She smiled so dazzlingly as she spoke that a complete faith in her assurances mingled itself with some dimly felt sense of the ludicrous in the sick man’s mind, and although the baffled look did not at once disappear from his face, yet he said nothing further, and not long after he fell asleep, leaving Columbine free to seek her arbor again and ponder on this new phase of her interesting case. She attached no serious importance then to the fact that her patient seemed so uncertain concerning his identity; but, as the days went by, and he was as completely unable to answer his own query as ever, a strange, baffled feeling stole over her; a teasing sense of being brought helplessly face to face with a mystery to which she had no key.
His convalescence was somewhat slow, the hurts he had received having been of a very serious nature; but when he was able to leave his room, and even to accompany Columbine to her favorite arbor, he was still grappling vainly with the problem of who and what he was.
This first visit to the arbor, it should be noted, was an event in the quiet life at the old house. Columbine was full of petty excitement over it, her fair cheeks flushed and her hair disordered with running to and fro to see that the cushions were in place, the sun shining at the right angle, and the breeze not too fresh. She insisted upon supporting the sick man on one side, while faithful old Sarah, her nurse in childhood, and since promoted to fill at once the place of housekeeper and all the departed servants, took his arm upon the other to help him along the smoothly trodden path through the neglected garden. Mr. Dysart was as usual in his library, and to disturb him there was a venture requiring more daring than either of the women possessed.
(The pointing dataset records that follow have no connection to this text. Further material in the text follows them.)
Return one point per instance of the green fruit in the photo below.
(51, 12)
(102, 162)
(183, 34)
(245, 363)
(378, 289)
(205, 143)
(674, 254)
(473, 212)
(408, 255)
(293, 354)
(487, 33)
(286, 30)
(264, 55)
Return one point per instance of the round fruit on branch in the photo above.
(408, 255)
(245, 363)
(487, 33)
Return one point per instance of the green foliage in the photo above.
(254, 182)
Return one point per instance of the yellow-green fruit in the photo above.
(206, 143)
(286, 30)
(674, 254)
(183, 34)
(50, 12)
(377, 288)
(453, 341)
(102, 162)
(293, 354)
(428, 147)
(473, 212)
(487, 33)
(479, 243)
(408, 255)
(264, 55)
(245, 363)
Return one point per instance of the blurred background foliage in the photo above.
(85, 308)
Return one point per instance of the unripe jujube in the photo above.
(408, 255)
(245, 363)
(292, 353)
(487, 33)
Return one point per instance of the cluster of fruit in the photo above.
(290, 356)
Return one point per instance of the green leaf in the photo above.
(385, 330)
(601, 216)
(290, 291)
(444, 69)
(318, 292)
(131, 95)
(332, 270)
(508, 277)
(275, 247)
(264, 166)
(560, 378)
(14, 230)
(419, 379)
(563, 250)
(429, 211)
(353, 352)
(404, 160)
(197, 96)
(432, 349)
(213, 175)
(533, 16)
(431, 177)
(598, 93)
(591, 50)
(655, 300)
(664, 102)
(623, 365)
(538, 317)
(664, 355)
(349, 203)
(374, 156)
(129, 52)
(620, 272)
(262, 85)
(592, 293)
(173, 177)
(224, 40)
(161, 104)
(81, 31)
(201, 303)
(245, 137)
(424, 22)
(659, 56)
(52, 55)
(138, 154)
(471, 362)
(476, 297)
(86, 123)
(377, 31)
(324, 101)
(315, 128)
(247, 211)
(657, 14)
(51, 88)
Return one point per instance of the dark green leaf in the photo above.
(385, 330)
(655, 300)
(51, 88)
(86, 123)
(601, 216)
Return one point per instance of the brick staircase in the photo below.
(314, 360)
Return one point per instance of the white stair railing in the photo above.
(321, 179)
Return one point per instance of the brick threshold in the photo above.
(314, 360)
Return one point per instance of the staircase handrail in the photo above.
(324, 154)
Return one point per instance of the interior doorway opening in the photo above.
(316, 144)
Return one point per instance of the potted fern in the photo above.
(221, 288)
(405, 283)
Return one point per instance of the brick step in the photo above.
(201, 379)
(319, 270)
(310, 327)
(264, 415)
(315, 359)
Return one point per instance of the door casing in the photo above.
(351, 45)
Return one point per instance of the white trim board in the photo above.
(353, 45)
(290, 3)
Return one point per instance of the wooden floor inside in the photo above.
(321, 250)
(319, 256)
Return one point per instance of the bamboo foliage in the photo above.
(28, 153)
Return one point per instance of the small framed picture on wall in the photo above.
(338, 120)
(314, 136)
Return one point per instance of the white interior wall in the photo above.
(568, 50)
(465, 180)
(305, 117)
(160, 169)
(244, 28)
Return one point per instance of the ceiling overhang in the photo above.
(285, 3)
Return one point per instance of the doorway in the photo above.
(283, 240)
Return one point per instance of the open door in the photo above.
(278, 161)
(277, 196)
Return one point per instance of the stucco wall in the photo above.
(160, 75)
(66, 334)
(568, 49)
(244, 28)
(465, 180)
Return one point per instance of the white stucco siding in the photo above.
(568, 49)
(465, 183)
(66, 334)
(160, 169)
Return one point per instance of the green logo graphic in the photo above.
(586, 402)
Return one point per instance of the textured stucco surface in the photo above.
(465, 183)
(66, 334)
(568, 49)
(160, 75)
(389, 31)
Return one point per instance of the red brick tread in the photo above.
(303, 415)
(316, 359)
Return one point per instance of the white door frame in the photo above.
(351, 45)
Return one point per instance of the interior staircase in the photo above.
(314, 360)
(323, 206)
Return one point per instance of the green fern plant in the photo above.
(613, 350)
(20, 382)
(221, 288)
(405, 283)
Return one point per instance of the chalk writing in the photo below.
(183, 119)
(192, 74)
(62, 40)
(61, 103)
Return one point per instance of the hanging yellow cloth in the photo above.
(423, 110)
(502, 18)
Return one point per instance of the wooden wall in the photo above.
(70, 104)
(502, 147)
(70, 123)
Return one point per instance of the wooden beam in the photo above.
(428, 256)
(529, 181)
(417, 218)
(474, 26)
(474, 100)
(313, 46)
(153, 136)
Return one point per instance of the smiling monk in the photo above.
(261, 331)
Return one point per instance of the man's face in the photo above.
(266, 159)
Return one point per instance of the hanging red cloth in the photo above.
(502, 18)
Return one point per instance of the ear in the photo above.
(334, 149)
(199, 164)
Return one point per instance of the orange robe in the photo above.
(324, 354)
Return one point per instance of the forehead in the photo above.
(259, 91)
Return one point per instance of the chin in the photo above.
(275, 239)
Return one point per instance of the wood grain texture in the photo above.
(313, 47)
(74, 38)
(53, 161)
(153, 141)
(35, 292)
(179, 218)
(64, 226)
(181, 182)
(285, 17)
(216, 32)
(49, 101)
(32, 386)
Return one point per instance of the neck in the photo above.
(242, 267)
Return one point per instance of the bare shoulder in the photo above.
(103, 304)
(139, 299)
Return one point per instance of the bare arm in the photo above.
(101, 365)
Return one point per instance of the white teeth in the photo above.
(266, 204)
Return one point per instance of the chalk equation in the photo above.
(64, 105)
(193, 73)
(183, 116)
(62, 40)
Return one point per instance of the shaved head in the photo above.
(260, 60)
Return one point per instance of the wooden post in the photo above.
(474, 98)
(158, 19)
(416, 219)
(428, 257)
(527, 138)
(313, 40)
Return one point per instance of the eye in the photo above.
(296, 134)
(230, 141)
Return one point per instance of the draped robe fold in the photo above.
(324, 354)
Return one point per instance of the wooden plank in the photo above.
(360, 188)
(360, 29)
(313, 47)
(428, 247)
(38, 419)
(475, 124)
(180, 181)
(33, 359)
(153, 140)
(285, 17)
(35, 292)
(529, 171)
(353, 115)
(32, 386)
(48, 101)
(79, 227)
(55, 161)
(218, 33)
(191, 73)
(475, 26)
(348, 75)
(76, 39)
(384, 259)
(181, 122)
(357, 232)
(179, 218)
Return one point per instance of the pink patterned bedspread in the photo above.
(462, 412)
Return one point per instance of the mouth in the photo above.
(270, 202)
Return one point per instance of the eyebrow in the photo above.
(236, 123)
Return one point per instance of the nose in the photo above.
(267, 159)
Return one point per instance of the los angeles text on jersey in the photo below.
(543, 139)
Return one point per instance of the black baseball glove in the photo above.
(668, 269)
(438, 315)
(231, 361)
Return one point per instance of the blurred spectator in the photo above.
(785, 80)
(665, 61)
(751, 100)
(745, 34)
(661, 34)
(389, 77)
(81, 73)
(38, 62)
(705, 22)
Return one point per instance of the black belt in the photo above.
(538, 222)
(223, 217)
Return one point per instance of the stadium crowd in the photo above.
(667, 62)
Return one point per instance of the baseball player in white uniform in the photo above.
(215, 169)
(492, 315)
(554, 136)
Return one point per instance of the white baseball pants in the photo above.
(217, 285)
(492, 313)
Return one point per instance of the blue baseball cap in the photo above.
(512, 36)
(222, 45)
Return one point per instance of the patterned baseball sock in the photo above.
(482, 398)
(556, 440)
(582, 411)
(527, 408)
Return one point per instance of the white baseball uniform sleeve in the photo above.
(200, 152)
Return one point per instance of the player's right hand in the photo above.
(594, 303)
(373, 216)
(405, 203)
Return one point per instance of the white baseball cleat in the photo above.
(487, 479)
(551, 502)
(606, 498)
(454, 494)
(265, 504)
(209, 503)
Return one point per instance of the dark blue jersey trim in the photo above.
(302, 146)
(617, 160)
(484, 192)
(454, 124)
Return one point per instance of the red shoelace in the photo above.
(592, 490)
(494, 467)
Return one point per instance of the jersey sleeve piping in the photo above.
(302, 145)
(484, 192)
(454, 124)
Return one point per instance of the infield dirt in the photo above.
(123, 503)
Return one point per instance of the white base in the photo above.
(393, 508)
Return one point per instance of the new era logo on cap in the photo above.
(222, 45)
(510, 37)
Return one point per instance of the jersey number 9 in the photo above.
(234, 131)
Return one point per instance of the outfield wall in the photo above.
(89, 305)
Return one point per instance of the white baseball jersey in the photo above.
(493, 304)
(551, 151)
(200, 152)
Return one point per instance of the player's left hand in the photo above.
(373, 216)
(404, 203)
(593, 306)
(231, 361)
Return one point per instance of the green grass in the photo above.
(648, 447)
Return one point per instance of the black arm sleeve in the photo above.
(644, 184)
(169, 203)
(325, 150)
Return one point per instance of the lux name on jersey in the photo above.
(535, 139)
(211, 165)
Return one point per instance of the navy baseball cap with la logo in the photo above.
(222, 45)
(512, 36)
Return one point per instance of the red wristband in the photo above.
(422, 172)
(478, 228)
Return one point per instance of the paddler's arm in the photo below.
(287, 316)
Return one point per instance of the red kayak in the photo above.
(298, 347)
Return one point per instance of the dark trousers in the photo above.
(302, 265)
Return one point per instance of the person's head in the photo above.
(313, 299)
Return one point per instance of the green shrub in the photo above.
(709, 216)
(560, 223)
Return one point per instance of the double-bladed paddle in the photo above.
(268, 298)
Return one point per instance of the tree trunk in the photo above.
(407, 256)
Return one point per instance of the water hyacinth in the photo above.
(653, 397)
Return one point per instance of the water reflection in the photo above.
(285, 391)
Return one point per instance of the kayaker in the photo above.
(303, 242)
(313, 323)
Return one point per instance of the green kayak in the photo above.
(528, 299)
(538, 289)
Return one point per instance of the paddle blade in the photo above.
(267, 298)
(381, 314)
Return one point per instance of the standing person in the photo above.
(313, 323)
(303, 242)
They got on very tolerably without him, however, and the patient was soon installed amid a pile of wraps and shawls in the summer-house, where he was left in charge of Miss Dysart, while Sarah returned to her household avocations.
It was a beautiful day in the beginning of September, warm and golden, with all the mellowness of autumn in the air, while yet the glow of summer was not wholly lost. The soft sound of water on the shore was heard through the chirping of innumerable insects, shrilling out their delight in the heat; while now and then the notes of a bird mingled pleasantly in the harmony. The convalescent drew in full breaths of the sweet air with a sigh of satisfaction, leaning back among his cushions to look, with the pleasure of returning life, over the fair scene before him.
For some time nurse and patient sat silent, but the girl, watching him intently, was in no wise dissatisfied with the other’s evident appreciation of her favorite spot. Indeed, she had dreamed here of him so often that some subtle clairvoyancy may have secretly put him in harmony with the place before he saw it. Columbine liked him for the pleasure so evident upon his handsome, wasted face, while inly she was aware how great would have been her disappointment had he been less alive to the charms of the view.
“How lovely it is!” he said, at length. “It is, perhaps, because you live in so lovely a place,” he added, after a trifling pause, and with a faint smile, “that you are so kind to a waif like myself.”
“Perhaps,” she answered, returning his smile. “But, really, we only did what any one would have done in our place.”
“Oh, no; and besides, few could have done it so well. It is so pleasant, I seem to have lived here always.”
“It may be,” Columbine suggested, with deliberation, “that it recalls some place you have known.”